- Born: Margaret McLachlan 11 January 1866 Coatbridge, Scotland, British Empire
- Died: 23 August 1953 (aged 87) Wass, England, United Kingdom
- Occupation: Benedictine nun
- Known for: Abbess of Stanbrook Abbey

= Laurentia McLachlan =

British abbess (1866–1953)

Dame Laurentia McLachlan, OSB, née Margaret McLachlan, (11 January 1866 – 23 August 1953) was a Scottish Benedictine nun, Abbess of Stanbrook Abbey, and an authority on church music. She became posthumously known to a wide public when portrayed on the stage in a 1988 play, The Best of Friends.

==Life and work==
McLachlan was born in Coatbridge, Lanarkshire, Scotland, the youngest of seven children of Henry McLachlan, an accountant, and his wife, Mary née McAleese. In 1884, she joined the Benedictine abbey at Stanbrook Abbey. In 1931, she was elected abbess of Stanbrook. Dame Laurentia, as she became known, served the wider Benedictine community as a member of the commission, set up that same year with the aim of modernising the various constitutions that governed the conditions of monastic life for women in England.

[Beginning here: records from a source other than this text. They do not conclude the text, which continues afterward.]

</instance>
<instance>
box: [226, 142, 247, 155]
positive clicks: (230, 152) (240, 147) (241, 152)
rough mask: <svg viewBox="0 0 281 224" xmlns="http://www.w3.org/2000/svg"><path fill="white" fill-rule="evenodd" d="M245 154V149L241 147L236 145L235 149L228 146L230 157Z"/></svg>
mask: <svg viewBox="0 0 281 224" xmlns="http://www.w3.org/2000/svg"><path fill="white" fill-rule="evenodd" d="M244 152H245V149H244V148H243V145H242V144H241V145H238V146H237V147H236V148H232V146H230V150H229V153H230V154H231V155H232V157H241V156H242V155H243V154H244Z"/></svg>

She was a pioneer in the restoration of the Gregorian chant in England and a leading authority on music and medieval manuscripts. In 1934, her work was recognised by Pope Pius XI who bestowed on her the Benemerenti medal for her contribution to Church music.

Dame Laurentia died in 1953 at Stanbrook Abbey, having spent seventy of her 87 years within the enclosed monastery. She was one of five figures chosen to represent one thousand years of "the inspired Christian life" at Worcester Cathedral's "Window of the Millennium". A 1988 stage play by Hugh Whitemore, The Best of Friends (based on a book entitled: The Nun, the Infidel and the Superman by Dame Felicitas Corrigan), provides a window on the friendship of McLachlan with Sir Sydney Cockerell and Bernard Shaw through adaptations from their letters and writings. McLachlan was first played by Rosemary Harris; in a 2006 revival at the Hampstead Theatre, Patricia Routledge played the part. In the 1991 television adaptation of The Best of Friends, she was portrayed by Dame Wendy Hiller.